Dezelfde vakbewegingsleiders namen de levering van stedelijke arbeidskrachten aan de agrariërs op zich, om hun het ongestoorde binnenhalen van de oogst te verzekeren. De leiding der sociaaldemocratische vrouwenbeweging proclameerde de vereniging met de burgerlijke vrouwen voor de gemeenschappelijke nationale vrouwendienst, om de belangrijkste na de mobilisatie in het land overgebleven arbeidskracht der partij in plaats van voor sociaaldemocratische agitatie op te roepen voor nationale samaritanendiensten als de verdeling van soepen en het verschaffen van raad enz. Onder de socialistenwet had de partij de verkiezingen voor het parlement het meest benut om ondanks alle staat van beleg en vervolging van de sociaaldemocratische pers opklaring te verbreiden en haar positie te handhaven. Nu deed de sociaaldemocratie bij de parlementaire verkiezingen voor de Rijksdag, de landdagen en de gemeentelijke vertegenwoordigingen officieel afstand van elke verkiezingstijd, d.w.z. van elke agitatie en voorlichting in de zin van de proletarische klassenstrijd en bracht de verkiezingen terug tot haar eenvoudige burgerlijke inhoud: het binnenhalen van mandaten, waarover zij zich met de burgerlijke partijen heel eendrachtig verstond.

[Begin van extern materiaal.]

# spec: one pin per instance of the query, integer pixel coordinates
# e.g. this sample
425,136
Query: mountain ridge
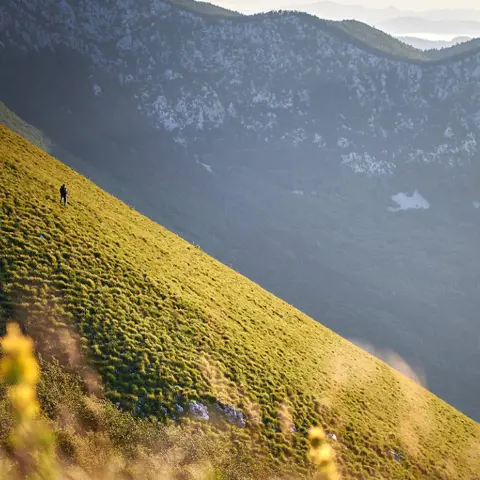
340,180
166,326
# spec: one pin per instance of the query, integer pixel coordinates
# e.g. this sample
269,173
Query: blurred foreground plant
31,443
322,455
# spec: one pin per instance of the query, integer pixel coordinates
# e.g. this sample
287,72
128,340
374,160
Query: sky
251,5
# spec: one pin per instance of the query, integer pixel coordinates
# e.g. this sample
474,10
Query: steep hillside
340,177
16,124
165,326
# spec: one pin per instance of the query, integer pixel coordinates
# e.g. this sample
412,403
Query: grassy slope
165,323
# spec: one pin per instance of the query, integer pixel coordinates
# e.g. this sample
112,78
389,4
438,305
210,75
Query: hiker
63,194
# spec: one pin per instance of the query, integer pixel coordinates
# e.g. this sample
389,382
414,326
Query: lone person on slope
63,194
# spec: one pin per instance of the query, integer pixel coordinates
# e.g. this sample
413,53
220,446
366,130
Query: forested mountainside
342,177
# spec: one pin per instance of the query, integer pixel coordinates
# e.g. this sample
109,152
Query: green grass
165,324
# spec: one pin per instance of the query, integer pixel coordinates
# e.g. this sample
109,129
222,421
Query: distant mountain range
329,162
425,44
400,22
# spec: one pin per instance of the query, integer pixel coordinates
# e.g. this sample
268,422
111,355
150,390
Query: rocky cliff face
275,78
342,179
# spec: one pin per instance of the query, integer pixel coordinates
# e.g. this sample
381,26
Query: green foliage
164,324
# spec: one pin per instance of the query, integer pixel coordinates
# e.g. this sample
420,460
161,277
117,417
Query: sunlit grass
163,324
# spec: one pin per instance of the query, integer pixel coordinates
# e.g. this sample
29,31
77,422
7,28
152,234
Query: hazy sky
250,5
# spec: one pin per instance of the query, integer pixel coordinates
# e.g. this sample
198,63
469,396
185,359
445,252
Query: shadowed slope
164,324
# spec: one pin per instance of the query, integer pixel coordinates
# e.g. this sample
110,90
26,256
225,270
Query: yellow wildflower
23,400
14,344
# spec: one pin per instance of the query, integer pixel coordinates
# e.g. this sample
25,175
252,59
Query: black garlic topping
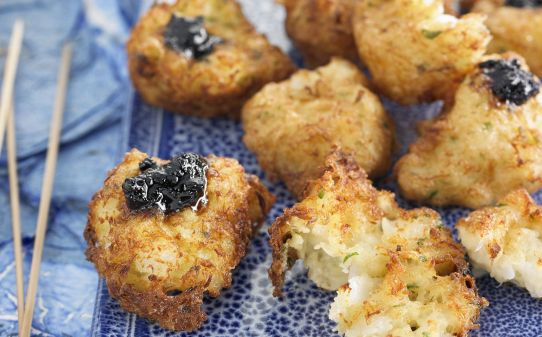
510,83
188,36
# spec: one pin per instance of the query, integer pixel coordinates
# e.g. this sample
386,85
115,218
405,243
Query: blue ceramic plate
248,308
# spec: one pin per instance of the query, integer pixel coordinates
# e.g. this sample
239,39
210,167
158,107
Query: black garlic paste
188,36
510,83
171,187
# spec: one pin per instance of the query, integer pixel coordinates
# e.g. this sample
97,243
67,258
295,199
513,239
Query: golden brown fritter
398,272
321,29
160,266
506,240
477,151
514,29
414,51
217,84
293,125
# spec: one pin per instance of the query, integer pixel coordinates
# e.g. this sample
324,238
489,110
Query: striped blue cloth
93,139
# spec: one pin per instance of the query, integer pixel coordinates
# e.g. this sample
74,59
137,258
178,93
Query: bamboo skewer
12,62
15,214
47,186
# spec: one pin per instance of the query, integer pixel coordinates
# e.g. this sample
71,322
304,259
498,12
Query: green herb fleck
431,195
349,256
412,286
431,34
321,194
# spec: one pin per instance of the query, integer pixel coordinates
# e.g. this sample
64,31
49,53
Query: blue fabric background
93,139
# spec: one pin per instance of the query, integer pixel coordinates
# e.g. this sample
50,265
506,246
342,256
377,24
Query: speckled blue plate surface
247,308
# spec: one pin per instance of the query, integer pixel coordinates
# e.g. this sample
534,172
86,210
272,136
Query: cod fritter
160,266
398,272
515,28
293,125
414,51
482,147
236,60
506,241
321,29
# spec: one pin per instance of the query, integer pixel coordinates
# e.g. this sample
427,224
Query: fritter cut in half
398,272
485,145
159,256
321,29
293,125
414,51
201,58
516,25
506,241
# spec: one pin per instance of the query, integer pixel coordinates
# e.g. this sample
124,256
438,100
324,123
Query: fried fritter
160,266
414,51
506,240
293,125
238,61
482,147
398,272
321,29
514,29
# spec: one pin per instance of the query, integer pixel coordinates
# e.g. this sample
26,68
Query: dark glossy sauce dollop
510,83
171,187
188,36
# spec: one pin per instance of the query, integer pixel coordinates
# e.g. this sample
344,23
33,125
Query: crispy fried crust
415,52
321,29
159,266
220,83
293,125
506,240
475,152
514,29
387,263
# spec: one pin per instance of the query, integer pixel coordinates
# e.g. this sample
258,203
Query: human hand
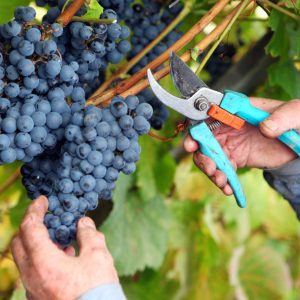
251,146
51,273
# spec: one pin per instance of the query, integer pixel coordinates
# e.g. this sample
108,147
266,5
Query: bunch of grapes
33,109
99,144
73,154
91,46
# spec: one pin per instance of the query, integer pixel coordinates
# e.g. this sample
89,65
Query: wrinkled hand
251,146
51,273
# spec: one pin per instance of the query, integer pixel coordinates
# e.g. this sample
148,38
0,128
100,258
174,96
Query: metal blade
185,80
185,107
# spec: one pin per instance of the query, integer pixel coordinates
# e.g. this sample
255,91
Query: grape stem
201,46
123,71
67,15
241,7
11,180
279,8
183,41
187,56
93,20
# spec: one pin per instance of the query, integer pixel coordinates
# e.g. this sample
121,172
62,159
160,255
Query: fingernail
271,125
87,222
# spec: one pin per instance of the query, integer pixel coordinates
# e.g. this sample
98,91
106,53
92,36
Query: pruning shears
201,103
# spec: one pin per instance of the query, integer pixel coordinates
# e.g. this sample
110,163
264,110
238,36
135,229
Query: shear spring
214,125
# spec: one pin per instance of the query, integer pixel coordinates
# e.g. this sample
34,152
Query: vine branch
200,47
184,40
280,9
93,20
123,71
66,16
241,7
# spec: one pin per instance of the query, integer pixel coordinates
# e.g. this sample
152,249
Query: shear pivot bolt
201,104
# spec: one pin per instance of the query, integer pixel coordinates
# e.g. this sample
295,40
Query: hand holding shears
202,104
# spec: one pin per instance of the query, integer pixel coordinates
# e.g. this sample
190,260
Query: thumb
284,118
88,238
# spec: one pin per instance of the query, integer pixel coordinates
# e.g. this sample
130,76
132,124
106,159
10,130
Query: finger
70,251
88,237
284,118
227,190
19,254
204,163
33,232
190,145
219,179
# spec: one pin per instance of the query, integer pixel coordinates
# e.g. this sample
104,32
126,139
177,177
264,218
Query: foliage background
173,235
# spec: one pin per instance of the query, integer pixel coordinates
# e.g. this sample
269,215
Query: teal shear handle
210,147
239,104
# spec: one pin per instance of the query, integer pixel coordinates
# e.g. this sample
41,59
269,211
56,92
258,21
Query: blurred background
172,234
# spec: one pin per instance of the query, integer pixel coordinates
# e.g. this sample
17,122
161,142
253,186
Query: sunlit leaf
94,10
136,231
259,273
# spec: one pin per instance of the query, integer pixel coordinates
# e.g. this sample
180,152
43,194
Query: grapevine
73,151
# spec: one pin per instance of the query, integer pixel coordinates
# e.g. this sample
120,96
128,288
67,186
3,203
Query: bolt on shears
201,103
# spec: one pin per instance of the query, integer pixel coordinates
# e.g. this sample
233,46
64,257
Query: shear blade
185,107
184,78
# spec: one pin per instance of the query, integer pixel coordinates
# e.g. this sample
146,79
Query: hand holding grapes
51,273
252,147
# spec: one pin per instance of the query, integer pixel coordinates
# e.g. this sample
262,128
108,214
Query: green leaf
145,174
19,294
285,75
164,170
259,273
279,44
17,212
7,8
94,10
136,231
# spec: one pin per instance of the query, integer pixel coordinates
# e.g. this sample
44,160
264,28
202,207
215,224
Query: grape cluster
99,144
91,46
32,106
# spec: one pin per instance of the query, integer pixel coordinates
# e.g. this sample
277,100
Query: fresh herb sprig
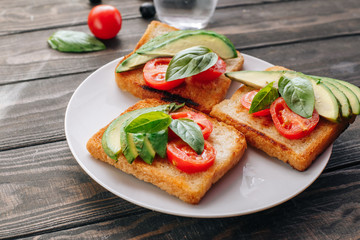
190,62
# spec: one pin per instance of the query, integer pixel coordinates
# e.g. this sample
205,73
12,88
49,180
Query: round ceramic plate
258,182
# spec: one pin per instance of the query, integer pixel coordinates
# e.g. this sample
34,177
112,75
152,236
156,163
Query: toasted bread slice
229,144
197,95
261,133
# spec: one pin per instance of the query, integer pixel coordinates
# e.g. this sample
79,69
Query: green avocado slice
325,102
169,44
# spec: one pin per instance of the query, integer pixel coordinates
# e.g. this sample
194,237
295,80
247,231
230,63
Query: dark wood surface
45,194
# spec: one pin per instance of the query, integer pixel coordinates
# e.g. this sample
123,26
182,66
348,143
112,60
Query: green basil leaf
149,123
298,94
264,98
74,41
189,132
190,62
159,141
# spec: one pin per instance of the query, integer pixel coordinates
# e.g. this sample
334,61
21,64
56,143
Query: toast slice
229,144
261,133
197,95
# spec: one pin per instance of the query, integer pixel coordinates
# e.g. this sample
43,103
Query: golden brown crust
199,96
188,187
262,134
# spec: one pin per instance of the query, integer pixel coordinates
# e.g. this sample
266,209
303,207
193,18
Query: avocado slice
147,152
325,102
345,107
114,139
169,44
130,150
110,141
352,97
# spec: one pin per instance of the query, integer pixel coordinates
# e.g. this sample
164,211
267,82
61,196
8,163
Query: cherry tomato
154,74
246,100
204,124
212,73
186,159
104,21
290,124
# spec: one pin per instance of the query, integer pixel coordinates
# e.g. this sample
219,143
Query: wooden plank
44,189
33,112
22,15
45,192
248,27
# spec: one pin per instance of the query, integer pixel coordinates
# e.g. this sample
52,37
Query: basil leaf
74,41
159,141
264,98
149,123
190,62
298,94
189,132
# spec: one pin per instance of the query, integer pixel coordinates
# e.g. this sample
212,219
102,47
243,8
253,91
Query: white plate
258,182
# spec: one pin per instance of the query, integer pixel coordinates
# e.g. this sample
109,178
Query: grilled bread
229,144
261,133
197,95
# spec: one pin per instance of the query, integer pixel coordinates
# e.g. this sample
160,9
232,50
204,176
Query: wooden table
46,194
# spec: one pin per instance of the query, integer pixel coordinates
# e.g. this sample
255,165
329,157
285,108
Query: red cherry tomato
204,124
154,74
186,159
104,21
246,100
212,73
290,124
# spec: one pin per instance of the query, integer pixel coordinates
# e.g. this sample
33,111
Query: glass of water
185,14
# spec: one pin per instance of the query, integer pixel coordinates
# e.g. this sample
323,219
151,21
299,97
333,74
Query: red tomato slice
246,102
186,159
212,73
204,124
154,74
290,124
104,21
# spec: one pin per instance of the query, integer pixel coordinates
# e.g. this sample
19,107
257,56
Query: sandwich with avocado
178,149
179,65
289,115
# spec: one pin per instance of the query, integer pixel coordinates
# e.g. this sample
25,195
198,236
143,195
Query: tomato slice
154,74
246,100
290,124
204,124
187,160
212,73
104,21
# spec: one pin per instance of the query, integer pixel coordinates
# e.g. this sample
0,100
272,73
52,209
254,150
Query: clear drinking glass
185,14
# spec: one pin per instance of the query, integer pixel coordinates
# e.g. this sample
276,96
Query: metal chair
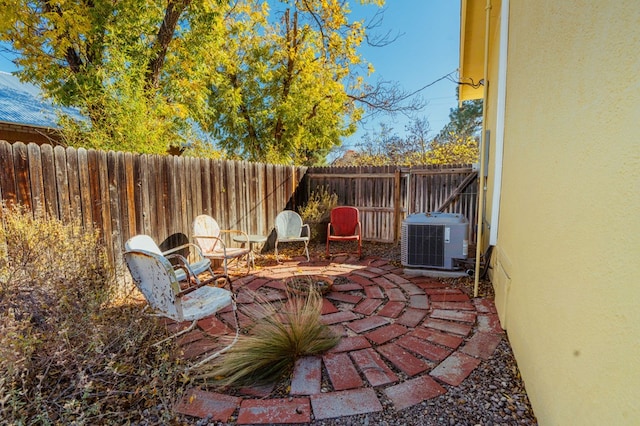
189,271
345,225
290,229
156,279
208,236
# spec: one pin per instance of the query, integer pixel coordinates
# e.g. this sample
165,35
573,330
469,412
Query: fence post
397,207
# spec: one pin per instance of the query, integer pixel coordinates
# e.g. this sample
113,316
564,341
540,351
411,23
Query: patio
406,340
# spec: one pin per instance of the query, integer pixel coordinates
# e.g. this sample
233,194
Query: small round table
253,239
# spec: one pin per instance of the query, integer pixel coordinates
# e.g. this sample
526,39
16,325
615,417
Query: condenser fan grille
425,245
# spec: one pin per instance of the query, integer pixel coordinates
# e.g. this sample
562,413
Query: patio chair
344,225
208,236
189,271
290,229
156,279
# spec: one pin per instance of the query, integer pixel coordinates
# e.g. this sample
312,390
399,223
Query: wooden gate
386,195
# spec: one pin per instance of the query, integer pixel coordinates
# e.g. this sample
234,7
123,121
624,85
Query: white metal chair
290,229
156,279
208,236
189,271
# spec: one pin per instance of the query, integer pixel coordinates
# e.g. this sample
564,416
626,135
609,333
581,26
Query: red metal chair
345,225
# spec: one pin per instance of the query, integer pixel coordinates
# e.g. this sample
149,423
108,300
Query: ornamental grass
282,333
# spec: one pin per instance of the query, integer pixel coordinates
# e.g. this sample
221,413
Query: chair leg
226,348
180,333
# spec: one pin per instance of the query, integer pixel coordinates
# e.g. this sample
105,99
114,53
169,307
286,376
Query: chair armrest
184,246
211,237
236,231
184,265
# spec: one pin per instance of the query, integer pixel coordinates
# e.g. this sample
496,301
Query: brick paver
489,323
462,316
411,317
481,345
367,306
307,376
373,292
424,348
395,295
199,403
351,343
392,309
373,367
281,410
419,301
342,372
345,403
368,323
403,360
455,368
386,333
403,335
344,297
342,316
438,337
448,326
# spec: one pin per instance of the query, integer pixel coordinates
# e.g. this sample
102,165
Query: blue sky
426,49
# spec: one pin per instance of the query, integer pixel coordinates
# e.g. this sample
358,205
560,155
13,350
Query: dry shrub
68,352
281,334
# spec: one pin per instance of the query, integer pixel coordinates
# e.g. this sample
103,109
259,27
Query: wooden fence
386,195
123,194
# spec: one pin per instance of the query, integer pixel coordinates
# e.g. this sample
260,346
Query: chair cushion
204,301
197,268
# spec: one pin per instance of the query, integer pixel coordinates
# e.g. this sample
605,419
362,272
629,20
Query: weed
71,350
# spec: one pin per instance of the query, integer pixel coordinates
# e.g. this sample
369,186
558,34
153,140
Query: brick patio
404,339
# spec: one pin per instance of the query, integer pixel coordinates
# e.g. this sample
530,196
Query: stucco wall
567,261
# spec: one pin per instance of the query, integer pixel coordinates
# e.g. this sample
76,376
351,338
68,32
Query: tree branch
163,39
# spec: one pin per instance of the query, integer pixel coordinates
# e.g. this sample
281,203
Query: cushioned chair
345,225
189,270
156,279
290,229
209,237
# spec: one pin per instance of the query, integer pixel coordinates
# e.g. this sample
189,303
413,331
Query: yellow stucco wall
567,261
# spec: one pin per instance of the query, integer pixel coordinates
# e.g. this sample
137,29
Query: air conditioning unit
433,240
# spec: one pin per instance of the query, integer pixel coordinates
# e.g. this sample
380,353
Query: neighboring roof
23,103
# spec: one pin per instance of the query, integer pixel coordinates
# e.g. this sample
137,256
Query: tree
281,87
464,122
387,148
287,96
108,59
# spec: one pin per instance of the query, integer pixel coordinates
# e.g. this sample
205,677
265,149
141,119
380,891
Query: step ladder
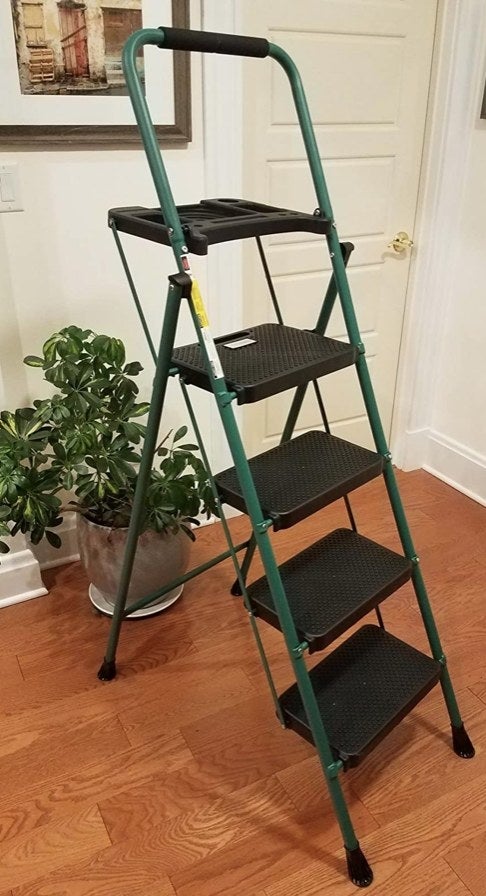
351,699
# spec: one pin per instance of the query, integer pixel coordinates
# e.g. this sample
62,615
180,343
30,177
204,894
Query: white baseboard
457,465
19,578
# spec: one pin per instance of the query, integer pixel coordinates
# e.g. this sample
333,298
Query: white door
366,71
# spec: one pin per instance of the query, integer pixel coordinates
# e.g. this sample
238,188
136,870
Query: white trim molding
20,577
457,465
458,64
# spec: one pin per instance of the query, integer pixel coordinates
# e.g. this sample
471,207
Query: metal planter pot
160,558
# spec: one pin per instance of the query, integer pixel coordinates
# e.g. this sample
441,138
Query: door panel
366,71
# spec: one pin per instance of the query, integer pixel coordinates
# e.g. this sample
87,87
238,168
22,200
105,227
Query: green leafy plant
87,439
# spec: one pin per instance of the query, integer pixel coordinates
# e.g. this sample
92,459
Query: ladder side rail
339,269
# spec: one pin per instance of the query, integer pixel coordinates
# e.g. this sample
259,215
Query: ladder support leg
107,670
461,743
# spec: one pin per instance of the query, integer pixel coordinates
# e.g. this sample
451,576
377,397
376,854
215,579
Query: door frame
449,114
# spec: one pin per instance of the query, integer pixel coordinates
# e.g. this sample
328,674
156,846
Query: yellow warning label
198,305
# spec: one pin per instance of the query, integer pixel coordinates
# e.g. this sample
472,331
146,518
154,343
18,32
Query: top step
217,221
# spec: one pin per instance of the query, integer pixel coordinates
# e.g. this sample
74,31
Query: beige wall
58,259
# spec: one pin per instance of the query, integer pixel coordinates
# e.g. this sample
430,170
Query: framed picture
62,80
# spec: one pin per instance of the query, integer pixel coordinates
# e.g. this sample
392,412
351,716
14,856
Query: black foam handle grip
214,42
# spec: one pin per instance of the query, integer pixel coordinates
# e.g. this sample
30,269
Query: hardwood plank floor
177,780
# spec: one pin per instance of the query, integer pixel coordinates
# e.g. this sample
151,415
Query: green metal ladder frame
182,286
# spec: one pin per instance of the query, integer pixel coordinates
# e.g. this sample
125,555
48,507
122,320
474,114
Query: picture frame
173,127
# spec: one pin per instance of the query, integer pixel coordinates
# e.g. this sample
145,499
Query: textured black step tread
363,689
301,476
216,221
332,584
277,358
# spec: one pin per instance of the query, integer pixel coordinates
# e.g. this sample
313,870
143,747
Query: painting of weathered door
74,42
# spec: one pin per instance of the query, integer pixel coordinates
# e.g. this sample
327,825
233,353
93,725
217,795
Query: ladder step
301,476
331,585
276,358
217,221
363,689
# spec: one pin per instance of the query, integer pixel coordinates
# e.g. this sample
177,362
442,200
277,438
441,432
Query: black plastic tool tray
332,584
216,221
363,689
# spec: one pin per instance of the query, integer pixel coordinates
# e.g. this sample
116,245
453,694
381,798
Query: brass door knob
400,242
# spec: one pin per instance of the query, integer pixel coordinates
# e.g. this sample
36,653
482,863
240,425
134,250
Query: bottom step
363,689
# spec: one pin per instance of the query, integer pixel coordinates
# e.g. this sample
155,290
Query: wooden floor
176,777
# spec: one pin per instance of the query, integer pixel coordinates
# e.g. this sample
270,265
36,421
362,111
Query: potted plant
86,439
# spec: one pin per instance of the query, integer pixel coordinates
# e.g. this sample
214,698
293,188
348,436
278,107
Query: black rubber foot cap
359,871
107,670
462,743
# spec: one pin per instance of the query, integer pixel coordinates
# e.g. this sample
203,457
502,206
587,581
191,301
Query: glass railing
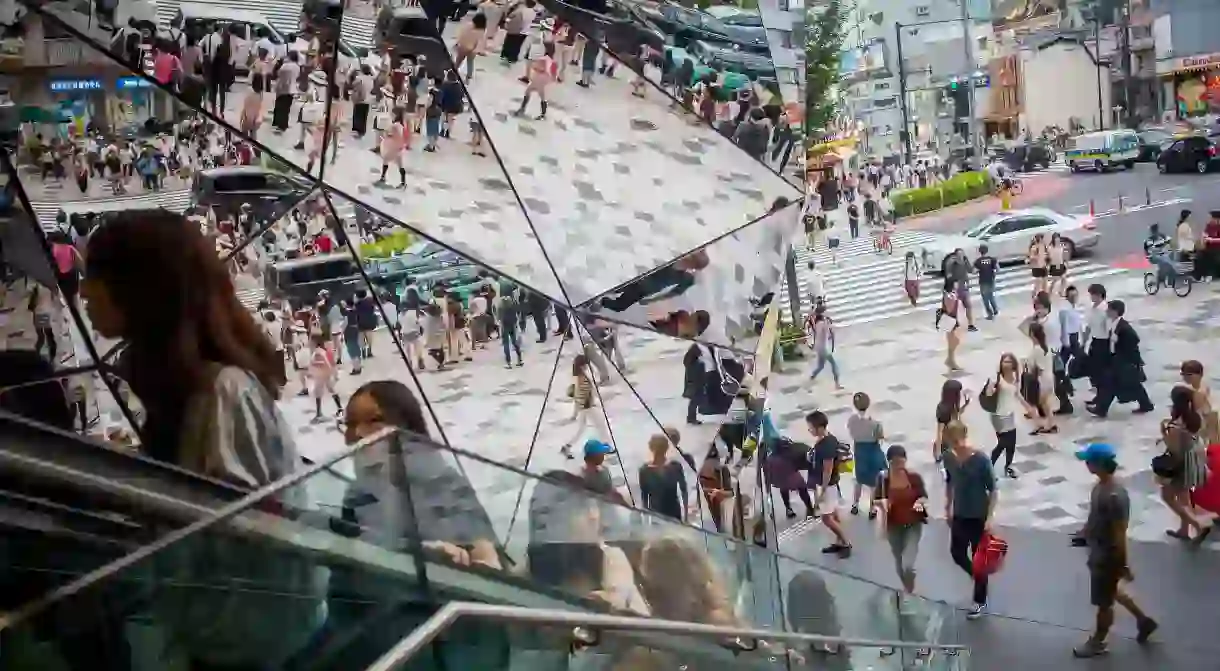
332,566
636,643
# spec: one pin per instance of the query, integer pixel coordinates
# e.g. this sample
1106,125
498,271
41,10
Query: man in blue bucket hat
1105,536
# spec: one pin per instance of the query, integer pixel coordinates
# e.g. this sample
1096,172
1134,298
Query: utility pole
1097,55
1127,83
902,96
968,38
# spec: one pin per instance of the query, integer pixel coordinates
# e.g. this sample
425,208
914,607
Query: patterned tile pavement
900,369
621,186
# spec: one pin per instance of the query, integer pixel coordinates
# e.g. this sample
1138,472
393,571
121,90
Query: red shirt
1212,231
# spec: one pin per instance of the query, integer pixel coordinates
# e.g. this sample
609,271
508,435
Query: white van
251,27
1103,150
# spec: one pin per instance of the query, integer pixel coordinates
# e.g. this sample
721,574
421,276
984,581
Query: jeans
1165,270
510,337
988,295
825,356
964,537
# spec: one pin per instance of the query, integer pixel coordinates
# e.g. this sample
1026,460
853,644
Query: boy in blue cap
597,476
1105,534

Het stemmen van de sociaaldemocratische vertegenwoordigers voor de begroting in de landdagen en gemeenteraden met uitzondering van de Pruisische en Elzas-Lotharingense landdagen onder plechtig beroep op de godsvrede, onderstreepte de scherpe breuk met de praktijk voor het uitbreken van de oorlog.

De sociaaldemocratische pers, met hoogstens een paar uitzonderingen, verkondigde luid het beginsel van de nationale eenheid voor het levensbelang van het Duitse volk. Zij waarschuwde direct bij het uitbreken van deze oorlog voor het opvorderen van het tegoed uit de spaarkassen, waardoor zij naar haar krachten de verontrusting van het economische leven in het land verhoedde en het belangrijke gebruik der spaarkassen voor de oorlogsleningen verzekerde; zij waarschuwde de proletarische vrouwen er voor haar mannen in het veld over eigen nood en die der kinderen te berichten en ried haar aan door schilderingen van liefelijk familiegeluk en door vriendelijke beschrijving van de hulp, die tot nu toe geboden werd, geruststellend en opbeurend te werken.[1] Zij prees de opvoedende arbeid van de moderne arbeidersbeweging als belangrijk hulpmiddel van de oorlogvoering bv. in het volgende klassieke proefstuk:

Ware vrienden herkent men slechts in de nood. Dit oude spreekwoord wordt op dit ogenblik een waar woord. De gekwelde, als een vod behandelde en vervolgde sociaaldemocraten komen als één man op voor de bescherming van het vaderland en de Duitse vakverenigingscentrale, die men in Pruisen-Duitsland het leven dikwijls zo zuur maakte, berichten in onderlinge overeenstemming dat hun beste mensen zich onder het vaandel bevinden. Zelfs kranten van de ondernemers van de soort van de Generalanzeiger maken dit feit bekend en merken daarbij op, dat zij er van overtuigd zijn, dat deze mensen hun plicht zullen vervullen als de anderen en dat daar, waar zij staan, de slagen wellicht het dichts zullen vallen.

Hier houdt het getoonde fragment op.